Mooncorp Insurance has quoted you an annual premium to insure your car of $3100. You are offered a 15% discount if you pay the lump sum immediately. They also offer an alternative payment method. You can pay the account in full by making 12 equal beginning of the month payments of $270, rather than the lump sum. What is the effective annual opportunity cost of paying monthly?

Question

Mooncorp Insurance has quoted you an annual premium to insure your car of $3100. You are offered a 15% discount if you pay the lump sum immediately. They also offer an alternative payment method.  You can pay the account in full by making 12 equal beginning of the month payments of $270, rather than the lump sum. What is the effective annual opportunity cost of paying monthly?

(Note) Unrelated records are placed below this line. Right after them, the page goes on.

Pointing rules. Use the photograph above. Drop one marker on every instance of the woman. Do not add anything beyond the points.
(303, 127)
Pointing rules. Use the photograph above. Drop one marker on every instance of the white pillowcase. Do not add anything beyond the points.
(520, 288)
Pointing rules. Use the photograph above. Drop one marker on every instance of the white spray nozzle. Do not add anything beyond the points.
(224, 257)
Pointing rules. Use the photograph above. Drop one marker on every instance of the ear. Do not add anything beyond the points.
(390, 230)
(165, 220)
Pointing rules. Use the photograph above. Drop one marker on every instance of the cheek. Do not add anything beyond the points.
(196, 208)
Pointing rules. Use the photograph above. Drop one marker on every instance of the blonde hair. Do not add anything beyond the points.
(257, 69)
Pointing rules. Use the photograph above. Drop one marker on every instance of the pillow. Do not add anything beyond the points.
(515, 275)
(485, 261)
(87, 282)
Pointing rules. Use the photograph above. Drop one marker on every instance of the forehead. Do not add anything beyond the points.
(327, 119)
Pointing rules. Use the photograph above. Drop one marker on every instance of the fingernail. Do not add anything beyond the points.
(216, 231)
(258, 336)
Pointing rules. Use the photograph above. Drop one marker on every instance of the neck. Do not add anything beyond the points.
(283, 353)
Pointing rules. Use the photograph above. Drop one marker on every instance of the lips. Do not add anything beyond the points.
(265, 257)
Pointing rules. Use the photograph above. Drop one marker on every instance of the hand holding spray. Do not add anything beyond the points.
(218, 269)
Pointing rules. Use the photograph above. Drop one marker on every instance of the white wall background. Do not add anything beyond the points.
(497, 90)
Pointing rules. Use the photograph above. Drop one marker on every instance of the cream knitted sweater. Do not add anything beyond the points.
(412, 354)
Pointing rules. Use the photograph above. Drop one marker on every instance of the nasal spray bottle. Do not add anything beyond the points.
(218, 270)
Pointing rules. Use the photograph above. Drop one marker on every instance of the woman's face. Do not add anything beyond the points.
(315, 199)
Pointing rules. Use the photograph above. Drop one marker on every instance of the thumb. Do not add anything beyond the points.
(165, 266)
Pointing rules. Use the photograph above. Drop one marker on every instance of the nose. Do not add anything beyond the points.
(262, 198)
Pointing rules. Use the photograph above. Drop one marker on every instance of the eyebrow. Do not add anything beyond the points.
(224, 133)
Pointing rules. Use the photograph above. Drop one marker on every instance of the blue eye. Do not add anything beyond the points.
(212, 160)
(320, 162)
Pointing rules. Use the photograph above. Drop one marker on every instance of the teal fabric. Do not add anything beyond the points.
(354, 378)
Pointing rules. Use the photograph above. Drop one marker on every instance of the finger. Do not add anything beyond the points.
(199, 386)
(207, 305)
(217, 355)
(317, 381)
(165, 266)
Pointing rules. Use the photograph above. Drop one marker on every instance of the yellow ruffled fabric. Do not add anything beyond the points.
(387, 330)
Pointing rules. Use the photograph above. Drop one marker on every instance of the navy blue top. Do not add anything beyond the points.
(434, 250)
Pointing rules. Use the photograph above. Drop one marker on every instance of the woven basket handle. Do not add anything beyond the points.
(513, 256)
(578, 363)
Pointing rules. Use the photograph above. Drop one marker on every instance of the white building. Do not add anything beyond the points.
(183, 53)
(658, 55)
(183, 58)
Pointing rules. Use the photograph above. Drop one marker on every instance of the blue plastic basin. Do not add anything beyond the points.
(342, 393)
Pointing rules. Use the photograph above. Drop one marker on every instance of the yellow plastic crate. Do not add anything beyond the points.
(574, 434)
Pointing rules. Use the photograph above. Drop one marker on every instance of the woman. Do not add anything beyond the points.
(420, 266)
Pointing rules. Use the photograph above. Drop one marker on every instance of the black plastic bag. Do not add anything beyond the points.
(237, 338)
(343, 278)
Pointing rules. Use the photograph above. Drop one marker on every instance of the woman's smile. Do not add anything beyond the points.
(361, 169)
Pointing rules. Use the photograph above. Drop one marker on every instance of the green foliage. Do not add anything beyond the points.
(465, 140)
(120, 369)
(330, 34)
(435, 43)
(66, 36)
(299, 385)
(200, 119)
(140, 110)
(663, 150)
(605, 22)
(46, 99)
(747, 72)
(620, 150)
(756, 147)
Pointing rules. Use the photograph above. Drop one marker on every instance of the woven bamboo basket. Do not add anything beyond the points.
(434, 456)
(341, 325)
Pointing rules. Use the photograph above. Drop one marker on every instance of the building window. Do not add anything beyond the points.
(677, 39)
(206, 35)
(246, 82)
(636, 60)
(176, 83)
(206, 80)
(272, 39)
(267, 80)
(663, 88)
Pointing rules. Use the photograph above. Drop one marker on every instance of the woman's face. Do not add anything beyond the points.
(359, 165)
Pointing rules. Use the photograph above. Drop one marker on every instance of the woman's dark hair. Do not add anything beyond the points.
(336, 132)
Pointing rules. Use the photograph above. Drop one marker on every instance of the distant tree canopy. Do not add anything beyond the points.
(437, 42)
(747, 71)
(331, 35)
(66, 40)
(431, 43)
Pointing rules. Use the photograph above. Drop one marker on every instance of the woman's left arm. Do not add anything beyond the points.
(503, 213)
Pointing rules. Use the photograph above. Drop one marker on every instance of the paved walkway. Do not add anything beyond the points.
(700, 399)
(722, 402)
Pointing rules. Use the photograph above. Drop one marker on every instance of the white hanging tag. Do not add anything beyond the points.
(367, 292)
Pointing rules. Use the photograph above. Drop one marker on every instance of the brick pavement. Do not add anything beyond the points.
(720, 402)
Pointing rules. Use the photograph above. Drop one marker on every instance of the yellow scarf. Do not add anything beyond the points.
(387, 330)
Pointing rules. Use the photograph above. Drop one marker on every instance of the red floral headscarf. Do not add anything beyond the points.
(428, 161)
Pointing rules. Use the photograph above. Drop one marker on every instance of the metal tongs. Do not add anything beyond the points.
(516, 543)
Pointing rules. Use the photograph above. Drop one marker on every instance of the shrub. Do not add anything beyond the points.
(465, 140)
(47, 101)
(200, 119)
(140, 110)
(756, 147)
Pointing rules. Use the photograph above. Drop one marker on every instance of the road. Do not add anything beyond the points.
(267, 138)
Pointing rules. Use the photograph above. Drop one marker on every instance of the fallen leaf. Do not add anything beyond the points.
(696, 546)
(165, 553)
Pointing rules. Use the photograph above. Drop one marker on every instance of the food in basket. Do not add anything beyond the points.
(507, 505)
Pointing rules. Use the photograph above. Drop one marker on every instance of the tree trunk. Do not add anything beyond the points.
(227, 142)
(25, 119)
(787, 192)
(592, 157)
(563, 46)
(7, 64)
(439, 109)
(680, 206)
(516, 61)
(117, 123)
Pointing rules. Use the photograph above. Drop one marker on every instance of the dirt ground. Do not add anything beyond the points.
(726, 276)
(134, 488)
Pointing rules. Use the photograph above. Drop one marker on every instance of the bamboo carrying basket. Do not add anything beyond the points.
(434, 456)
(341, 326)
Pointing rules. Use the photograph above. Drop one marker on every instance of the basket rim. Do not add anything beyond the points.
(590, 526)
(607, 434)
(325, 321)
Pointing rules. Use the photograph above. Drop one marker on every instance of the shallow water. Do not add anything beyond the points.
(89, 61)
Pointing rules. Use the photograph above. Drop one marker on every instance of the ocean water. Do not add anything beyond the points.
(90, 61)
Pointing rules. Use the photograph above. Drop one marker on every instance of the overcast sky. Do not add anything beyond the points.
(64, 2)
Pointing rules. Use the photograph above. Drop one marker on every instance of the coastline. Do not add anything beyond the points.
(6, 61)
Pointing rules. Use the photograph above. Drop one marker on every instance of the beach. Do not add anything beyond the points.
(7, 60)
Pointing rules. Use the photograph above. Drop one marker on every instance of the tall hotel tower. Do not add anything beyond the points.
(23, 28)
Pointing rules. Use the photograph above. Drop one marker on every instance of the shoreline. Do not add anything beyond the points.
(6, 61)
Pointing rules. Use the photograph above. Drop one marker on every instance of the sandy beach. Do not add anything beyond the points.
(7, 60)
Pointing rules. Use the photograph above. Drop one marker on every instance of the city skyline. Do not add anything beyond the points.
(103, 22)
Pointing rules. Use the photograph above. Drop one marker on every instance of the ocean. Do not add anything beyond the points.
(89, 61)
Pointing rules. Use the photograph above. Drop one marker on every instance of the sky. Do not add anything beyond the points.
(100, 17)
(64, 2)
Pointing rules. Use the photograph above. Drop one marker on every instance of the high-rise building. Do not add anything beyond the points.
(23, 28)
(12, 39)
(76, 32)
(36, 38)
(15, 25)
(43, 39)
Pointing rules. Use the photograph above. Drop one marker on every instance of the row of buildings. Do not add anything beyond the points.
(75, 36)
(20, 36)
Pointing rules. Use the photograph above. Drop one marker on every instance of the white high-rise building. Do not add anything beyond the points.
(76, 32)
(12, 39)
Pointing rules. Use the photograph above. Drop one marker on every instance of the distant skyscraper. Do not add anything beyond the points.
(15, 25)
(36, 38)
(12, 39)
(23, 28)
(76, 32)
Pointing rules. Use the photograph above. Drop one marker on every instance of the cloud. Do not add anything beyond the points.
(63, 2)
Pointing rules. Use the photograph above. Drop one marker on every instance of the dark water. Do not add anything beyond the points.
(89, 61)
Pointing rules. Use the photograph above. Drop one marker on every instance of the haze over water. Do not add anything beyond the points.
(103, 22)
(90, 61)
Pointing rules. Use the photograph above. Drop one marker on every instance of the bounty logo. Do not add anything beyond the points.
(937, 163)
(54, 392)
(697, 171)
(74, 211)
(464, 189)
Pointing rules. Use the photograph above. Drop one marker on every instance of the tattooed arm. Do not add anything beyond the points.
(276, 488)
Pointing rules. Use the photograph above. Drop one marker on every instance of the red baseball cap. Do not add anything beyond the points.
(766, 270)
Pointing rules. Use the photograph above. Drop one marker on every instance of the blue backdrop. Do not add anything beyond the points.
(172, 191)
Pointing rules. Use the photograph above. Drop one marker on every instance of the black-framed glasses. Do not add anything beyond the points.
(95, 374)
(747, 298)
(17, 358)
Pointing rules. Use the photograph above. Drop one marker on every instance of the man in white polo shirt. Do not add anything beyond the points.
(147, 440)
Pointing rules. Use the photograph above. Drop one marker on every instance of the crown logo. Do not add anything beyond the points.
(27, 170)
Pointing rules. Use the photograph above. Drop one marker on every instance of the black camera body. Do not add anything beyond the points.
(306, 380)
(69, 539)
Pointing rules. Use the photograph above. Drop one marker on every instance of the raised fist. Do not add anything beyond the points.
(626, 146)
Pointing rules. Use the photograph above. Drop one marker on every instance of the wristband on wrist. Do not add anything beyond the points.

You must provide one complete manual calculation of the IRR to demonstrate that you understand the process. Failure to follow this instruction will attract a mark of zero.

Reiny · Answer

choice A: pay 3100(.85) or 2635 now
choice B: pay 12 payments of 270

present value of the 12 payments at a monthly rate of i
= 270( 1 - (1+i)^-12)/i= 2635

hard to solve, let Wolfram do it for us
(I changed the i to x, since Wolfram thinks i = √-1 )

http://www.wolframalpha.com/input/?i=270%28+1+-+%281%2Bx%29%5E-12%29%2Fx%3D+2635

I said: i = .0333.. ----> wow, over 3% per month
or .3999.. per annum compounded monthly

but you wanted the effective annual rate
let that rate be j
1+j = (1.03333)^12
j = .482

The effective annual rate of the second plan is 48.2%

(in the middle ages they used to burn people at the stake for charging those rates, called usury )